For the first time Dottie took in her surroundings. She turned her head to look around and loosen her neck some. She was in a little log cabin on a couch. Other than the chair near the couch that the man had slept on and the fireplace, there wasn’t much in the room. She could feel the man’s eyes on her. She looked at the baby blue electric blanket that warmly, tightly, wrapped her body, no doubt it’s what kept her alive. She looked at the man now with eyes empty any previous confusion.
“Hey, can you hear me? Do you understand me?” The man asked her still worried.
She slowly nodded, still staring at him. She opened her dry mouth a couple times while squeezing her eyes closed, trying to find any saliva to swallow.
“Are you thirsty? Would you like a glass of water?” He asked already starting to get up.
Another nod but with her eyes still closed and her face facing the ceiling. She was glad that he understood what she wanted and couldn’t wait to drink a glass of water. He came back with a glass of water and helped prop her up and held the glass for her as he poured it into her mouth. It was amazing. Dottie realised how thirsty she was. After a few gulps he laid her back down and set the glass on a small side table. She wanted more didn’t want to ask right now. She looked at the man that knelt on the ground next to her. He didn’t look that much older than her, maybe a couple years at most.
He suddenly opened his mouth to speak “My name is Joe. You’re safe, I promise. Can you talk? Can you tell me your name?” he said. Dottie could still hear the hint of concern in his voice.
She looked at him and opened her mouth, but no sound came out. She hadn’t spoken since being in the cabin. She was starting to worry that she had lost her voice. Dottie attempted to clear her throat and tried again. She opened her mouth and out came a squeak.
“It’s okay. You can try later when you’re stronger. Would you like to try to eat some venison stew?” he said quickly, dismissing her attempts to speak. At first she was upset that she couldn’t talk and that he had dismissed her, but this was short lived with the mention of food. She nodded and the man stood and walk around the hall to what she assumed was the kitchen. She could faintly hear his footsteps around the house wondering when he was coming back. She wriggled a little just to move around and clear her throat again. Her hands looked really bad and if she had had more feeling in them she would have had tried to pick up the glass of water, but she feared that she would drop it and anger the man.

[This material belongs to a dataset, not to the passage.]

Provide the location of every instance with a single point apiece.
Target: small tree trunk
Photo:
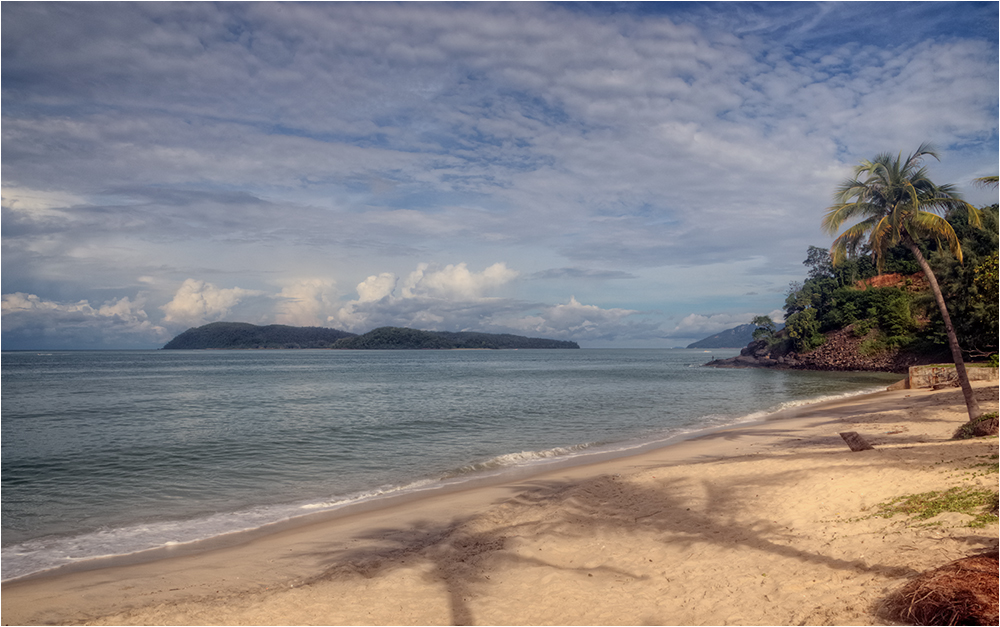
(956, 351)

He came back with a pillow and bowl of soup. He set the soup in the chair that he had slept in. He pulled the girl forward and placed the pillow behind her, propping her up so she was sitting. The man, Joe, picked up the stew bowl and pulled the chair closer to the couch and sat in the chair holding the stew in his lap. He fed her the stew for a bit and helped her get up and go to the bathroom. After laying her back on the couch he put Toto back up on her lap. She felt better and soon fell asleep.
After a couple hours she woke up again and again Joe came over and sat besides her and held her hand. Joe talked and told her what had happened. She couldn’t remember much of it, but remembered taking pictures of the mountain.

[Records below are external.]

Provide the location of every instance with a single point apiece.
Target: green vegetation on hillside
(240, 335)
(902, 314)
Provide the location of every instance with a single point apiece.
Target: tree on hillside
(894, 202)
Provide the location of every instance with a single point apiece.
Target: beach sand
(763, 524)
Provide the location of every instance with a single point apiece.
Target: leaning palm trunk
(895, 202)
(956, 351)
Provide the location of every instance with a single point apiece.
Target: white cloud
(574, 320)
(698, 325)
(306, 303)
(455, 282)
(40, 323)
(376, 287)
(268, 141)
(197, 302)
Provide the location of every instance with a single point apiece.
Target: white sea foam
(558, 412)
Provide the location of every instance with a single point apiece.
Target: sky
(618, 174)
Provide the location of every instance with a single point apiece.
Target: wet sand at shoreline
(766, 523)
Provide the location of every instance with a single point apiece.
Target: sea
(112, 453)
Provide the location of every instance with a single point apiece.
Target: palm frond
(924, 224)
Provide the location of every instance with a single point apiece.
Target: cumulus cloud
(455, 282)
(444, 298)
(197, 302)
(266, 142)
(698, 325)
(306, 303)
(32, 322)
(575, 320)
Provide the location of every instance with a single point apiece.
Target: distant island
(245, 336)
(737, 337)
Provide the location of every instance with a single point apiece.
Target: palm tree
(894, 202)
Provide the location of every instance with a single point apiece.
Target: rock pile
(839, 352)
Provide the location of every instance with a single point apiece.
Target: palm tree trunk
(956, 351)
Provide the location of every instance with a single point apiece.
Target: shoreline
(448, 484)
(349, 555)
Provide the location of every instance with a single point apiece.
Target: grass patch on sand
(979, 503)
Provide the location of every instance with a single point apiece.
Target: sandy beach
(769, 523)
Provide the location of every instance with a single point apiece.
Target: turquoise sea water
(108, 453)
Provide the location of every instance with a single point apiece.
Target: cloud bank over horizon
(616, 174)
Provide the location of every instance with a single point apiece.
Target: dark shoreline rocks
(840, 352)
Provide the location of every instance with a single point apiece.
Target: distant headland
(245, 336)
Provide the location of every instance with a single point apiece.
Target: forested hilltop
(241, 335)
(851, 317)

“Can you talk now? If you can’t it’s fine. Can you try to tell me your name?” Joe asked. He had a habit of asking too many questions at once. “Do you remember why you were out in the snow?”
She cleared her throat and opened her mouth and out came a hoarse whisper this time, “Dottie.” Joe gave her some more water which she greedily drank. “Dottie,” she said a little less harsh.
“Dottie? That’s your name? Dottie, like short for Dorothy?” She nodded. “Dorothy and Toto, like the Wizard Of Oz?. Nice to meet you Dottie,” Joe replied with a warm smile. She smiled back at him.